Komunitas yang berbasis di Seoul itu membuat pengumuman kepada 67 anggotanya melalui aplikasi “Somoim,” yang berarti “pertemuan kecil.” Komunitas ini mematuhi peraturan pembatasan sosial berskala besar yang diberlakukan oleh pemerintah di wilayah ibu kota tahun lalu. Komu-nitas ini mengharuskan anggotanya bertemu secara daring dan bertukar pendapat mengenai buku yang dibacanya.
Format yang sama juga dilakukan oleh komunitas menulis, yang biasanya bertemu secara tatap muka dan berbagi karya. Sebuah komunitas menulis yang berbasis di Seoul dengan anggota sebanyak 234 orang mengadakan pertemuan melalui Google Meet. Meskipun awalnya tidak biasa dengan pertemuan virtual, peserta mampu beradaptasi dengan cepat dalam lingkungan baru dan berbagi cerita yang sudah ditulisnya secara daring.
Platform pertemuan sosial lain bagi para pehobi di antaranya “Munto,” “Moonraedang,” “Trevari” dan “Frip.” Mereka menyebut diri mereka “kelompok sosial.”
Trevari, sebuah platform diskusi buku, merupakan pemain lama dalam komunitas sosial daring. Platform ini dibuka pada tahun 2015 dan saat ini terdiri dari 400 komunitas membaca buku dengan 6.000 anggota. Sebagian besar anggota membaca buku dan mengikuti empat pertemuan dalam sebulan.

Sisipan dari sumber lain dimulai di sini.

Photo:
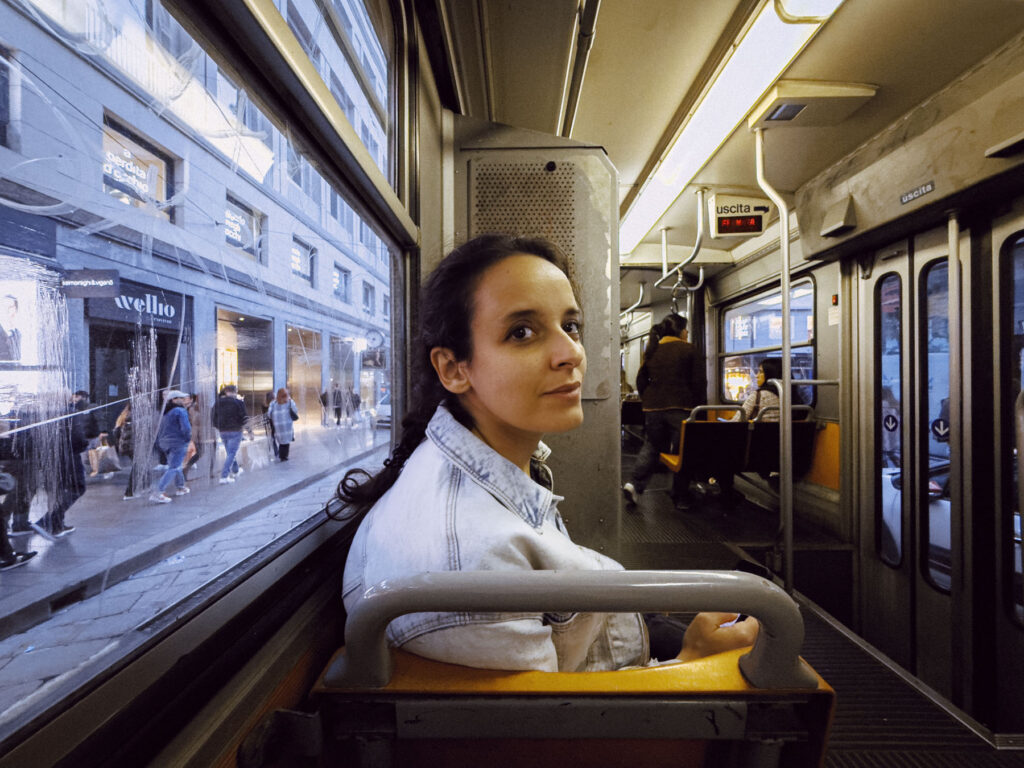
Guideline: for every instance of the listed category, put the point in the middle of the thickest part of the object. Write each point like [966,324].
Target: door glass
[1016,369]
[935,472]
[888,365]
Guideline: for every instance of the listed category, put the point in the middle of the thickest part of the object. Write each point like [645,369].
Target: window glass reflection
[888,418]
[1015,371]
[166,249]
[936,454]
[757,325]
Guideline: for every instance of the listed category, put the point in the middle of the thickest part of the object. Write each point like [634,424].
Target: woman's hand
[711,633]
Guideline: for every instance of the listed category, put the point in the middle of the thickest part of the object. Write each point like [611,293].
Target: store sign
[241,226]
[80,284]
[135,303]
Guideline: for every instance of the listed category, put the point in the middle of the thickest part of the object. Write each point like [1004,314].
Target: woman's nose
[567,351]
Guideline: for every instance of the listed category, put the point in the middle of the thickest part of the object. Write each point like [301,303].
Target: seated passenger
[499,361]
[764,396]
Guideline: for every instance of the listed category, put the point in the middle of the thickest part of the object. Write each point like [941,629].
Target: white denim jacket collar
[530,498]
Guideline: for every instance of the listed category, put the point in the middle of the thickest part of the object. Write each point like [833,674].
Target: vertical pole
[785,398]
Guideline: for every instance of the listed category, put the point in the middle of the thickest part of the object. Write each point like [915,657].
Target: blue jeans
[175,458]
[231,441]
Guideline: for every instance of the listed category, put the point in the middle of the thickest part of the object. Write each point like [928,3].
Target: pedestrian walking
[282,414]
[173,437]
[228,416]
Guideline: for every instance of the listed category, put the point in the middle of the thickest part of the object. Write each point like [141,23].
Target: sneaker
[18,558]
[631,494]
[43,531]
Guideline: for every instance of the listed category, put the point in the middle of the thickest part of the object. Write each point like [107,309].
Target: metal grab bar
[773,662]
[785,464]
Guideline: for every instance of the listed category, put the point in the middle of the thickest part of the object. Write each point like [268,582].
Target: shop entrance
[113,352]
[245,356]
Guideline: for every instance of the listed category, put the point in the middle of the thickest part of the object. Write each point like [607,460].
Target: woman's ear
[450,371]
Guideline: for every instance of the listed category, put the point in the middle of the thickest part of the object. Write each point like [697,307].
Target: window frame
[765,350]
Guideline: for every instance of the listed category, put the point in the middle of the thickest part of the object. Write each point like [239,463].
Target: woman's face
[525,374]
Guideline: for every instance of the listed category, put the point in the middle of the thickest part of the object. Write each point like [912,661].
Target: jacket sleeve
[643,379]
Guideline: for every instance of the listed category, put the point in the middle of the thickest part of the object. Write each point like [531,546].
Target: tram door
[907,553]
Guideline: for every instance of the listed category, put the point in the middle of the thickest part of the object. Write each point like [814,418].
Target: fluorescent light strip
[762,55]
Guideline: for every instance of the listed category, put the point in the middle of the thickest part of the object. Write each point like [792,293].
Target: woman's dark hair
[672,325]
[445,315]
[773,370]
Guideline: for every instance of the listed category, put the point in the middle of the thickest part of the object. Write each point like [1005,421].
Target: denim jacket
[458,505]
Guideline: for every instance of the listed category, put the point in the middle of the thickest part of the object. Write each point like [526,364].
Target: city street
[129,560]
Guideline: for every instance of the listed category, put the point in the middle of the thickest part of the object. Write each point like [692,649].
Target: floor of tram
[881,719]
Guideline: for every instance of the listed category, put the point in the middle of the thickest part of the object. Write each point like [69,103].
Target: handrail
[785,465]
[793,409]
[772,663]
[696,244]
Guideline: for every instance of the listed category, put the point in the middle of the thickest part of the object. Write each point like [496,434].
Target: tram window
[1013,385]
[935,453]
[889,435]
[753,331]
[241,288]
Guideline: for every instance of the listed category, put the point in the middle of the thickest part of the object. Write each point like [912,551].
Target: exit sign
[737,216]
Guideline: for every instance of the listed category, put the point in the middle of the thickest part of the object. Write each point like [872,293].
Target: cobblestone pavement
[215,527]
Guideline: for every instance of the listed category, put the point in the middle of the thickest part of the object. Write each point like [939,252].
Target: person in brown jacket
[671,382]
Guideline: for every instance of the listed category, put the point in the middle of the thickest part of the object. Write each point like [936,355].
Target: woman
[282,414]
[671,382]
[499,361]
[173,438]
[765,396]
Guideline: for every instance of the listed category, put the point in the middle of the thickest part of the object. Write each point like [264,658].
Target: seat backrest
[764,438]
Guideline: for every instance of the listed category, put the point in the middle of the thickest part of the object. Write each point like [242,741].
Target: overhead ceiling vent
[809,103]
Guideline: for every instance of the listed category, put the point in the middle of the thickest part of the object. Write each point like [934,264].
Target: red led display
[737,224]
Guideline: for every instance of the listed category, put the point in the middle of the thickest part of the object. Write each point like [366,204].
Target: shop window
[346,104]
[342,284]
[753,331]
[243,228]
[340,210]
[302,174]
[303,260]
[135,171]
[369,298]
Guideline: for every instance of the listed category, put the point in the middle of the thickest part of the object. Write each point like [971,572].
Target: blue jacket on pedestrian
[175,430]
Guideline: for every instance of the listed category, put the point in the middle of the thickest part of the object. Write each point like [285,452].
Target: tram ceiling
[648,61]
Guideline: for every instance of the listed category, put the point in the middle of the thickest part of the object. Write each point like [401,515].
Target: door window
[935,441]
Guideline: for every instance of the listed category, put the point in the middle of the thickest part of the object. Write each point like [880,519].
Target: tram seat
[710,451]
[763,707]
[710,448]
[763,449]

Frip adalah platform sosial untuk beragam hobi dan aktivitas di waktu senggang, seperti memasak, membuat tembikar, mendaki gunung dan DIY. Anggota komunitas memasak tidak hanya menyiapkan masakan, tetapi juga mendemonstrasikan cara memasak yang baik dengan tetap menjaga kebersihan dan mencegah penyebaran infeksi COVID. Aktivitas luring tetap dilakukan oleh komunitas memasak yang memerlukan peralatan dan bahan masakan yang khusus dan dapur. Komunitas olahraga seperti mendaki gunung dan trekking mematuhi peraturan mengenai pertemuan lebih dari empat orang. Dalam keadaan seperti ini, beberapa komunitas memasak dan olahraga menggabungkan program daring dan luring. Paket makanan dikirim ke rumah, sementara aktivitas seperti mendaki gunung atau berenang dibagikan secara daring dengan anggota lain.
Penutupan ruang olahraga karena COVID-19 telah memaksa orang untuk berolahraga di rumah. Mereka memiliki banyak program latihan di rumah baru yang dapat diunduh ke ponsel mereka sebagai referensi.
Pengalaman Pribadi
Saya juga memutuskan ikut kelas daring. Saya tidak punya pengalaman merajut sama sekali, tetapi itu tidak menyurutkan niat saya memesan paket merajut tatakan cangkir teh dari Frip. Saya yakin bisa merajut tatakan cangkir teh setelah mengikuti instruktur yang mengajar secara daring. Namun, ternyata rasa frustrasi itu cepat datang; tangan instruktur bergerak terlalu cepat sehingga saya tidak bisa mengikutinya.
Setelah berjuang dengan gulungan benang dan jarum rajut beberapa kali, saya pikir belajar merajut lebih baik dilakukan secara tatap muka. Rencana saya menikmati secangkir kopi dengan tatakan cantik yang saya rajut sendiri tinggal rencana karena saya tidak bisa merajut satu simpul pun. Lebih baik saya membeli tatakan cangkir saja.
Para pemula lain mungkin merasakan frustasi juga, tetapi kadarnya tidak setinggi mereka yang sama sekali baru. Akhirnya benang itu saya simpan saja di laci untuk kelas setelah pandemi. Kelas tatap muka, tentu saja.